盂蘭盆会のおこり
皆さん、本日はようこそご参拝下さいました。お正月がちょっと過ぎたばかりのような気がしているうちに、もうお盆になってしまった。こういうことであります。今、陰で説法を伺っておりましたが、今年の前半は核兵器廃絶・軍縮の署名運動を、それこそ目紛(めまぐる)しく展開されまして、後半はまた、さらにお導きに頑張ろうという熱の入った説法であったわけであります。
皆さんご承知のように、現在、青少年の不良化ということが大きな問題になっております。いつの時代でも子供の教育ということは大事なことだったんですね。二千五百年も前の、お釈迦さまの時代にもこの問題があったようでございます。
今日は盂蘭盆会でありますが、このお盆というものが起こってきた因縁、どういうことで始まったのかと言いますと、お釈迦さまの十大弟子に、神通第一と言われた目連尊者という方がいらっしゃった。なにしろ神通第一と言われるような方ですから、人さまの心の中はもちろん、霊界まですべてお見通しなんですね。

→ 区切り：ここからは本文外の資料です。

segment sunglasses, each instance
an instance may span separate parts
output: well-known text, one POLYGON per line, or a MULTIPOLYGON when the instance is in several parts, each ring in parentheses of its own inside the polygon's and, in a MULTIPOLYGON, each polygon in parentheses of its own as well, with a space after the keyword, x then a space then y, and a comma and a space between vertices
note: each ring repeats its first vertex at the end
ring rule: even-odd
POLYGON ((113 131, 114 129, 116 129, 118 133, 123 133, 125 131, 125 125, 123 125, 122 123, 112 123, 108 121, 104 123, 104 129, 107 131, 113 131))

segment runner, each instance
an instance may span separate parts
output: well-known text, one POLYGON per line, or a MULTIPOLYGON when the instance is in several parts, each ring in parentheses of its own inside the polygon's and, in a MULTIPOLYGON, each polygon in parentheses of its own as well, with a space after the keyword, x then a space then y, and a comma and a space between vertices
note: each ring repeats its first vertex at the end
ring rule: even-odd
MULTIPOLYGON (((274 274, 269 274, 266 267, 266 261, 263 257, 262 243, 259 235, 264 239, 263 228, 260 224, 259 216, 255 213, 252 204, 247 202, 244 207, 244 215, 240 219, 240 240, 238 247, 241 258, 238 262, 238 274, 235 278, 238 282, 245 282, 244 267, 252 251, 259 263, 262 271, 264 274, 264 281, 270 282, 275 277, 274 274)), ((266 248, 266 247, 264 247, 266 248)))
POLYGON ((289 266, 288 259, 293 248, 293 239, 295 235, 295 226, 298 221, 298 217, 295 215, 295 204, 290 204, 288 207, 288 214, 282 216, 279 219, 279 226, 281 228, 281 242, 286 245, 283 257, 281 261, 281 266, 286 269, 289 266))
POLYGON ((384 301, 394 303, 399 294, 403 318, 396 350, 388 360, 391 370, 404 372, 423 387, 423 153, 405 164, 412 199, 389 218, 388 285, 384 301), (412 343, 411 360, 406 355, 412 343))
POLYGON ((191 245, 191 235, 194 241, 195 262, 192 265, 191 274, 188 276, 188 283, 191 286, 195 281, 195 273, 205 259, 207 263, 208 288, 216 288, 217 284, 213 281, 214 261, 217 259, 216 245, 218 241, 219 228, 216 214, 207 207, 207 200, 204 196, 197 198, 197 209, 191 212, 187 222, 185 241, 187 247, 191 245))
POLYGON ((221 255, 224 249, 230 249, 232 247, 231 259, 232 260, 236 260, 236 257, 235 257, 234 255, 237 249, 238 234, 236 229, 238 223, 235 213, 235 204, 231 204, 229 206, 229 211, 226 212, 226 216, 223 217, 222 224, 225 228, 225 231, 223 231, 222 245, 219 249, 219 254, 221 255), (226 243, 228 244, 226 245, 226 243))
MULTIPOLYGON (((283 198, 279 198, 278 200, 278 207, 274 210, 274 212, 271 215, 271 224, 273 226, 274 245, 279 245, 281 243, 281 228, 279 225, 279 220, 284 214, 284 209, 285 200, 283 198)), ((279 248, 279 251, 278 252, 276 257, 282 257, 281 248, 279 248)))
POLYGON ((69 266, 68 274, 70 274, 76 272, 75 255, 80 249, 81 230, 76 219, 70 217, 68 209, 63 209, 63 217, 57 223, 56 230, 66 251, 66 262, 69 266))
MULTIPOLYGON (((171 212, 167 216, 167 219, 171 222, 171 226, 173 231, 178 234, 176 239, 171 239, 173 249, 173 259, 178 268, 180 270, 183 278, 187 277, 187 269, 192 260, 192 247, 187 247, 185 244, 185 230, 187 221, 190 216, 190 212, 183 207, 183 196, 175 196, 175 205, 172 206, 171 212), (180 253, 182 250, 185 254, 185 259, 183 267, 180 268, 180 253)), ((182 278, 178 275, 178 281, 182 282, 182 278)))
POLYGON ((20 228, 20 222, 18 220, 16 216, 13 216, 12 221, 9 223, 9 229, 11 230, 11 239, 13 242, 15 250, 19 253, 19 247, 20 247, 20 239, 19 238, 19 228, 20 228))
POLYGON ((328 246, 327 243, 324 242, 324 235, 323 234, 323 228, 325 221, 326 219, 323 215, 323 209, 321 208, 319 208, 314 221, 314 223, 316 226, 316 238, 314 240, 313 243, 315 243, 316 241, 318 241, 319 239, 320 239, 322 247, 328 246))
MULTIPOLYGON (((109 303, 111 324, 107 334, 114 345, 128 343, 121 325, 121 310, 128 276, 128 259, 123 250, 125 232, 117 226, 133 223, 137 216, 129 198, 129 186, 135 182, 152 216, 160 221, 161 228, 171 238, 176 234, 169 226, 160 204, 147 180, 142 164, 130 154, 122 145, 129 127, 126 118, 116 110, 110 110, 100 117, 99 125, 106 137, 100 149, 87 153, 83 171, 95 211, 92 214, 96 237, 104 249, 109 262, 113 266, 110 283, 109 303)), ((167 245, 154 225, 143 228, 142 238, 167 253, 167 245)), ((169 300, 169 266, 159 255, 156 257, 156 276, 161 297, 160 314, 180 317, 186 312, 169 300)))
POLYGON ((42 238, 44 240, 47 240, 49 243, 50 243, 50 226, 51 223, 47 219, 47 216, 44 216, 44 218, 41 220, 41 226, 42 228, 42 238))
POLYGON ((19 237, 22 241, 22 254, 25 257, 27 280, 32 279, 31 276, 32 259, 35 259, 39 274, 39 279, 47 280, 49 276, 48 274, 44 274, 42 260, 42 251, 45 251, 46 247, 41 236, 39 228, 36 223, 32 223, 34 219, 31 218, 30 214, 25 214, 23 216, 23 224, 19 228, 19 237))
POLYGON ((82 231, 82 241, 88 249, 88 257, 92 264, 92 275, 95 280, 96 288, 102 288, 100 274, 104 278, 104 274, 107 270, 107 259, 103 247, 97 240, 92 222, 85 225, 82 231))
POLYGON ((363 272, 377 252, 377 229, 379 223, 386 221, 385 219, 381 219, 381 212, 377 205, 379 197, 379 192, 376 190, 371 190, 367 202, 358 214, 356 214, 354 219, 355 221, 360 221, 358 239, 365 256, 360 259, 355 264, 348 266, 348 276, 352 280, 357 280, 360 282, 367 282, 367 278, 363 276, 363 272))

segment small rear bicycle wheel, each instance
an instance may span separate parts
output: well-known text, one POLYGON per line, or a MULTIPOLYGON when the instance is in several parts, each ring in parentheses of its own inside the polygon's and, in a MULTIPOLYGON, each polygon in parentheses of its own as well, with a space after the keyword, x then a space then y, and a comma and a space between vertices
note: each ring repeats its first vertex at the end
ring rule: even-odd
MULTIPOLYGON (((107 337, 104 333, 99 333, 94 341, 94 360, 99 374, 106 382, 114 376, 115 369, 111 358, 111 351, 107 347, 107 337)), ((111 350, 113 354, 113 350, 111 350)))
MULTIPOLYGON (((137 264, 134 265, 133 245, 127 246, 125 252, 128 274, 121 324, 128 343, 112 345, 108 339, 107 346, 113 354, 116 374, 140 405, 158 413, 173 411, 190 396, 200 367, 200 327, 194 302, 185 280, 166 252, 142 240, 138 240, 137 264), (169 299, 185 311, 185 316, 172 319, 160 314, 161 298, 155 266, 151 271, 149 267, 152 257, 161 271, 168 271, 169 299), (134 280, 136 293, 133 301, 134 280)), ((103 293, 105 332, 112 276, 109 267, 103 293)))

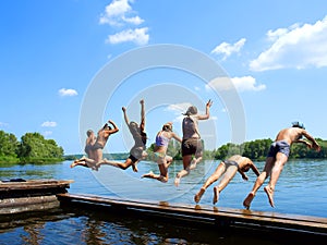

その方のお母さん。まあ、そういう立派な方を産み育てたお母さんですから、すばらしいお母さんだったんですね。ですから目連尊者は、霊界ではさぞかしいいところにいるだろうと、こう思って神通力を持って霊界をずうっと探された。極楽を探してみてもいらっしゃらない。天上界の方かなと思って探してみてもいらっしゃらない。そこで、だんだんと下の方を見ていくというと、地獄の一劫に、それこそ身窄(みすぼら)しい姿で苦しんでいたというんですね。それを見て目連尊者はビックリした。
まあ、特に男性は、自分のお母さんは最高だと思って誇りを持ってるものですから、おそらく目連尊者も誇りに思っていたと思うんです。そうでなければ、霊界のお母さんのことまでそんなに心を砕かないはずですから。
なぜ目連尊者のお母さんのような人が地獄の一劫に落ちてしまったのか。まあ、分かりやすい言葉で言うと、教育ママだったからなんですね。教育ママのハシリが目連尊者のお母さんだったと言っても過言でないと思うんです。日蓮尊者のお母さんも、自分の子供を立派な人に育てようと、一生懸命で教育した。教育するのにはお金もかかります。金もうけも一生懸命でやったんでございましょう。お金もたくさんかけて勉強をさせて立派な人に育てた。そんなお母さんが、どうして地獄の一劫に落ちて苦しむことになったか。この不思議であります。
そして、目連尊者は、どうしてお母さんが地獄の一劫に落ちなければならなかったのか。それを救うにはどうしたらいいのか。それをお釈迦さまにお伺いをした。まあ、佼成会の言葉で言うならば結んで頂いたわけですね。